2. Generate Embed Token with hostOrigin
Section titled “2. Generate Embed Token with hostOrigin”When generating an embed token, you must pass the exact hostOrigin of the parent application embedding the iframe. This enables strict origin validation for the postMessage handshake, preventing unauthorized pages from reading or spoofing identity data.
const { embedUrl } = await volidator.generateEmbedToken({ actorId: session.userId, expiresIn: '2h', hostOrigin: 'https://app.yourcompany.com', // Parent origin});3. Install React Helpers
Section titled “3. Install React Helpers”Install the Volidator React package in your parent web application to simplify the handshake logic.
npm install @volidator/react4. Implement Hydration in the Host Page
Section titled “4. Implement Hydration in the Host Page”Use the useVolidatorHydration hook on the page rendering the Volidator iframe. This hook automatically listens for resolution requests, deduplicates and caches IDs, batches requests, and communicates securely with the iframe.

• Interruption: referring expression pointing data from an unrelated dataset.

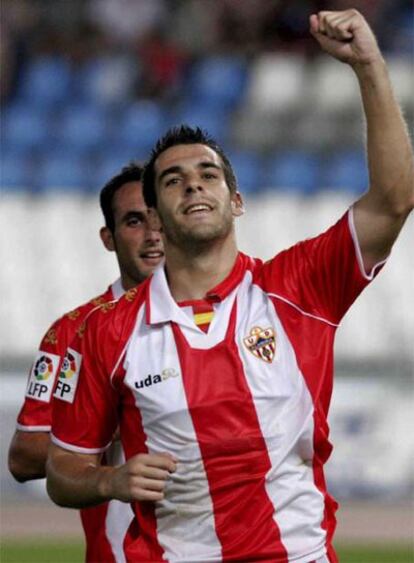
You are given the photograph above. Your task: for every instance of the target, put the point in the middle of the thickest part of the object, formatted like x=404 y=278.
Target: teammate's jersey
x=106 y=525
x=242 y=407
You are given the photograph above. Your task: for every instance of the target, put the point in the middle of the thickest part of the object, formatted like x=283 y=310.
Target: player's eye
x=133 y=221
x=172 y=181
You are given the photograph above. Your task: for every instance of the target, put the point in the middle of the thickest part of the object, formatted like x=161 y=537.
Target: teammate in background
x=225 y=425
x=138 y=249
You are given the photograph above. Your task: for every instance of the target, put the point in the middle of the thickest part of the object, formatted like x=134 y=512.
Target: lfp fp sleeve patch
x=68 y=376
x=42 y=376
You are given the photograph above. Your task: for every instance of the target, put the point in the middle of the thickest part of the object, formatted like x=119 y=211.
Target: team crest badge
x=261 y=343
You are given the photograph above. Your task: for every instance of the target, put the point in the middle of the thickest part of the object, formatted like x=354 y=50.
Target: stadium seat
x=46 y=82
x=248 y=167
x=25 y=127
x=292 y=171
x=82 y=128
x=60 y=172
x=277 y=83
x=140 y=126
x=214 y=121
x=106 y=80
x=110 y=161
x=218 y=81
x=345 y=170
x=15 y=171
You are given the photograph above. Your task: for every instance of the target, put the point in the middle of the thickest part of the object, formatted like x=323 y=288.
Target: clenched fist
x=142 y=478
x=346 y=36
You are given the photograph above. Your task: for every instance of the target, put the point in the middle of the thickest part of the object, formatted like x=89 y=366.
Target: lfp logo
x=43 y=368
x=42 y=376
x=68 y=376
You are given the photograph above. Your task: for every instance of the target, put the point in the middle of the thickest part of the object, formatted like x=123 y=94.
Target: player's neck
x=190 y=277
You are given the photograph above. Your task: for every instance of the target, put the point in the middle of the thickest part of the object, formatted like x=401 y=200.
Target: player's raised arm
x=27 y=455
x=380 y=213
x=78 y=480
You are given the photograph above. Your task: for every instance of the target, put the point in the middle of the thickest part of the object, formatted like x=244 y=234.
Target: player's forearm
x=76 y=481
x=28 y=454
x=390 y=157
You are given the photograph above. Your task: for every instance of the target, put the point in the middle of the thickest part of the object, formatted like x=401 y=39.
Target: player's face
x=137 y=244
x=193 y=200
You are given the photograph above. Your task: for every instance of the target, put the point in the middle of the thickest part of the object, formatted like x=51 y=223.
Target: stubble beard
x=198 y=238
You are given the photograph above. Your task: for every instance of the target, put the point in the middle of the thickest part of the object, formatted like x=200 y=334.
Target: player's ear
x=237 y=205
x=107 y=239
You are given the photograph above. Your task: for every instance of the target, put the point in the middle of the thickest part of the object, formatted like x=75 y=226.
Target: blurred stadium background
x=88 y=85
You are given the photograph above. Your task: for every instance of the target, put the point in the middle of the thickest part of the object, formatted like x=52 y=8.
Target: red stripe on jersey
x=203 y=312
x=234 y=452
x=141 y=543
x=313 y=339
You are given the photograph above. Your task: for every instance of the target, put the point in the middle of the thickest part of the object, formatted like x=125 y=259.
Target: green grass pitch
x=30 y=551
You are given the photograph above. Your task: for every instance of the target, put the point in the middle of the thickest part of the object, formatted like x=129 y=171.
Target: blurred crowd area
x=89 y=84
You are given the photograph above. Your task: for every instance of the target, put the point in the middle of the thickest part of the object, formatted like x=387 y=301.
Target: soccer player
x=138 y=249
x=219 y=368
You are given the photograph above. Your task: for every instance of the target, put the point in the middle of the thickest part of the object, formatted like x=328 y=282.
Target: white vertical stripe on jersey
x=185 y=522
x=285 y=412
x=119 y=515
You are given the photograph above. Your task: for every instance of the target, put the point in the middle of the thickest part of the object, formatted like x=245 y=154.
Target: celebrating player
x=219 y=368
x=138 y=248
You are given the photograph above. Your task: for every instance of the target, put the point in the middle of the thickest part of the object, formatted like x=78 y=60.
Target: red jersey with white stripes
x=243 y=406
x=105 y=526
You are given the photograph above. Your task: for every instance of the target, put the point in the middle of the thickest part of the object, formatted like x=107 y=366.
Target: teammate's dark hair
x=183 y=135
x=132 y=172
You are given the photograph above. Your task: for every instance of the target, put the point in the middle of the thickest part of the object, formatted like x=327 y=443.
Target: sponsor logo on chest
x=150 y=380
x=261 y=343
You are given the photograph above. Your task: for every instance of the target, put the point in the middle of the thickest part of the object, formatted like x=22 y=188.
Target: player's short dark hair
x=132 y=172
x=183 y=135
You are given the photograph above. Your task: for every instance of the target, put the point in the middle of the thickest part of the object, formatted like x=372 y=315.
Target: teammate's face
x=137 y=244
x=193 y=200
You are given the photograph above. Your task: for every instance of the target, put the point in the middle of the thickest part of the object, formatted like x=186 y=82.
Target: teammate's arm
x=78 y=480
x=28 y=454
x=380 y=213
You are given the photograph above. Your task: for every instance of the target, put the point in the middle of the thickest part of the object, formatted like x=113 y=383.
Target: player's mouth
x=198 y=209
x=152 y=257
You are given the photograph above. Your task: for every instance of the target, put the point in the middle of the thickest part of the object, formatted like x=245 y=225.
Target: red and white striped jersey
x=243 y=406
x=105 y=526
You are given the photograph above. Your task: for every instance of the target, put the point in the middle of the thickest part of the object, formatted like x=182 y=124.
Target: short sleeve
x=85 y=404
x=323 y=275
x=36 y=412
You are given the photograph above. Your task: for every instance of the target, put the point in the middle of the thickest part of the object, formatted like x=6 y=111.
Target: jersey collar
x=161 y=306
x=117 y=289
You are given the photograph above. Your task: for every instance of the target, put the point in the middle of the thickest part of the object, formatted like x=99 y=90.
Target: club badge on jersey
x=42 y=376
x=261 y=343
x=68 y=376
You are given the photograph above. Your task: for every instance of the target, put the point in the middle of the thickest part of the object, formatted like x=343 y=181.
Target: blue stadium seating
x=82 y=128
x=110 y=162
x=46 y=82
x=25 y=127
x=218 y=81
x=345 y=171
x=106 y=80
x=214 y=120
x=15 y=171
x=60 y=172
x=292 y=171
x=248 y=167
x=140 y=126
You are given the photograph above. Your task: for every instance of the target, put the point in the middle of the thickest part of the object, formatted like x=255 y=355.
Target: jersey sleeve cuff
x=369 y=276
x=77 y=449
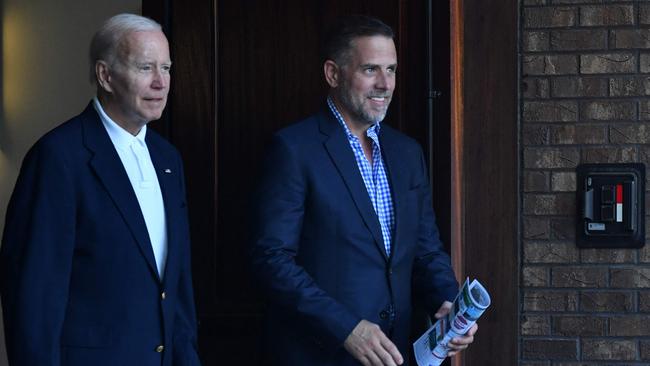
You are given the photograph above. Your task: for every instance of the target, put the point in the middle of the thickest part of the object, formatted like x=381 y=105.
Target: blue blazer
x=318 y=251
x=78 y=278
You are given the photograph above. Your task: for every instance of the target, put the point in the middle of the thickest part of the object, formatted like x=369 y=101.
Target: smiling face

import { useRef } from 'react';import { useVolidatorHydration } from '@volidator/react';
export default function AuditLogsView({ embedUrl }: { embedUrl: string }) { const iframeRef = useRef<HTMLIFrameElement>(null);
useVolidatorHydration({ iframeRef, volidatorOrigin: 'https://dash.volidator.com', resolveActors: async (ids) => { // Call your backend API to map database IDs to display names const res = await fetch('/api/users/resolve', { method: 'POST', headers: { 'Content-Type': 'application/json' }, body: JSON.stringify({ ids }), }); return res.json(); // returns Record<string, { name: string; avatarUrl?: string }> }, });
return ( <iframe ref={iframeRef} src={embedUrl} width="100%" height="600" style={{ border: 'none' }} /> );}5. Implement the Backend Resolution API
Section titled “5. Implement the Backend Resolution API”On your backend, implement a batch endpoint that returns display names and optional avatars for the requested IDs.
// Next.js API Route Example (/pages/api/users/resolve.ts)import { NextApiRequest, NextApiResponse } from 'next';import { db } from '@/lib/db';
export default async function handler(req: NextApiRequest, res: NextApiResponse) { const { ids } = req.body as { ids: string[] };
// Fetch only the requested users from your database const users = await db.user.findMany({ where: { id: { in: ids } }, select: { id: true, name: true, image: true }, });
// Map to the required response structure const mapping = users.reduce((acc, user) => { acc[user.id] = { name: user.name, avatarUrl: user.image || undefined, }; return acc; }, {} as Record<string, { name: string; avatarUrl?: string }>);
return res.status(200).json(mapping);}Security & Edge Cases
Section titled “Security & Edge Cases”Strict Origin Verification
Section titled “Strict Origin Verification”To protect user privacy, both sides of the window handshake strictly enforce origins:
- The parent window ignores messages from any origin other than the configured
volidatorOrigin. - The embedded iframe ignores messages from any origin other than the
hostOriginspecified in the signed embed token.
Unresolved Identities
Section titled “Unresolved Identities”If an ID is not returned by the resolveActors callback (e.g., if a user was deleted from your database), the dashboard displays an amber warning badge:
⚠️ Unresolved: usr_890
Performance & Caching
Section titled “Performance & Caching”The useVolidatorHydration hook caches resolved identities inside a React useRef cache. When pagination or search updates the logs table, only new, uncached reference IDs are requested from your backend API. This completely avoids the N+1 queries problem and eliminates redundant network traffic.